The Complicated Question of Open Floor Office Plans
By Casey Laughman, Managing Editor
OTHER PARTS OF THIS ARTICLEPt. 1: This Page
When a transition is being made to an open floor plan, the question of offices becomes complicated. After all, offices have signified status in corporate settings for decades. Instead of the main question being who gets which office, the first question that has to be answered is whether there will be offices at all.
Pharmaceutical giant GSK faced that question during the design and construction of its new U.S. headquarters in Philadelphia's Navy Yard. When the decision was made to go to a completely open floor plan, offices were left off of the blueprints.
It did cause some grumbling among the staff that would be relocating from a downtown Philadelphia high-rise, says Ray Milora, director of design and change management, global facilities department, GSK. As Milora puts it, the reaction from some was "I'm next in line to get a corner office with fake wood furniture and three plants."
Now that the building has been up and running for a little more than a year, the feedback has been overwhelmingly positive from building occupants. The completely open floor plan allows for a view from almost anywhere in the building, and employees have the ability to basically choose where they're going to work on any given day. In addition, the floor plan allows for more face-to-face interaction than in a setting where everybody is in a cubicle.
As Milora says, even something like scheduling a meeting is more interactive than before. "You just turn around now and go 'that room? OK' or 'hey, let's go stand on the bridge' or 'let's go for a coffee,'" he says.
So, there are certainly benefits to the open floor plan.

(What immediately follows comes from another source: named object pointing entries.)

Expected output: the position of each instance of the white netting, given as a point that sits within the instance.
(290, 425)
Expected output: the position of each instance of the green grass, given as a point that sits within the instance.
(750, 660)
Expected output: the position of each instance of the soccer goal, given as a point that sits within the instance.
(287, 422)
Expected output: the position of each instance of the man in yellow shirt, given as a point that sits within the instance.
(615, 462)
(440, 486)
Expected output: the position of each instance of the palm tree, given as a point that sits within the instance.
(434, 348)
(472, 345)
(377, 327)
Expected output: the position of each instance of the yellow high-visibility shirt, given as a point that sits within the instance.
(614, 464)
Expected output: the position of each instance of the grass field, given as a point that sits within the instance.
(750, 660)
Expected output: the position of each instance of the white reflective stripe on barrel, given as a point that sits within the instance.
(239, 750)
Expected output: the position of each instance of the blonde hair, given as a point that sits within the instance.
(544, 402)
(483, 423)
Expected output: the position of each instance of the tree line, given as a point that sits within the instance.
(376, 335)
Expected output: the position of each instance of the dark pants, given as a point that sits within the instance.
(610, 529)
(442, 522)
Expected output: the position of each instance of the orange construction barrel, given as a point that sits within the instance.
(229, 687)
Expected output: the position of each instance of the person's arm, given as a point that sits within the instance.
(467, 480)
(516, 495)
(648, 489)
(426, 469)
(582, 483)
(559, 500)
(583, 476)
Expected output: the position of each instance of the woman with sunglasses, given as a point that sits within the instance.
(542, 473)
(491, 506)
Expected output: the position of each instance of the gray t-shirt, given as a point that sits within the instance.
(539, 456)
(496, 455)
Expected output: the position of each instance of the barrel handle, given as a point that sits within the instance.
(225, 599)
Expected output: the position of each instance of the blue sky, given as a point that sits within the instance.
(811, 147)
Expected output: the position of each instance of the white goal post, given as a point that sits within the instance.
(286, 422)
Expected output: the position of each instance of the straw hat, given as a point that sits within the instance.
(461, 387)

But, Milora says, you have to keep in mind that there will always be that idea that an office equals importance, and that you have to resist the temptation to simply put the executives in offices and everybody else out in the hinterlands.
"It's very easy to create haves and have-nots in this kind of environment, and you can't do that," he says. "Either we're all in the same boat, or we're not. Having the executive suite is an awesome way to completely disenfranchise everybody. It's like 'all you 1,200 people are gone, but I get my corner office on the fourth floor.'"
To reinforce that point, consider this: One of the most enthusiastic adopters of the new floor plan has been Deirdre Connelly, GSK's president of North America Pharmaceuticals. On any given day, she can be found working anywhere from the atrium to one of the workstations on an office floor. In other words, she — like everyone else in the building — doesn't have an office, and if she's not raising a fuss about it, then it would be unlikely that somebody further down the ladder would. Milora says that's often the hardest thing for visitors to understand.
"We get the same questions all the time 'Where's Deirdre's office? Where's her hidden office?'" he says. "We tell them it's in the basement, and there is no basement."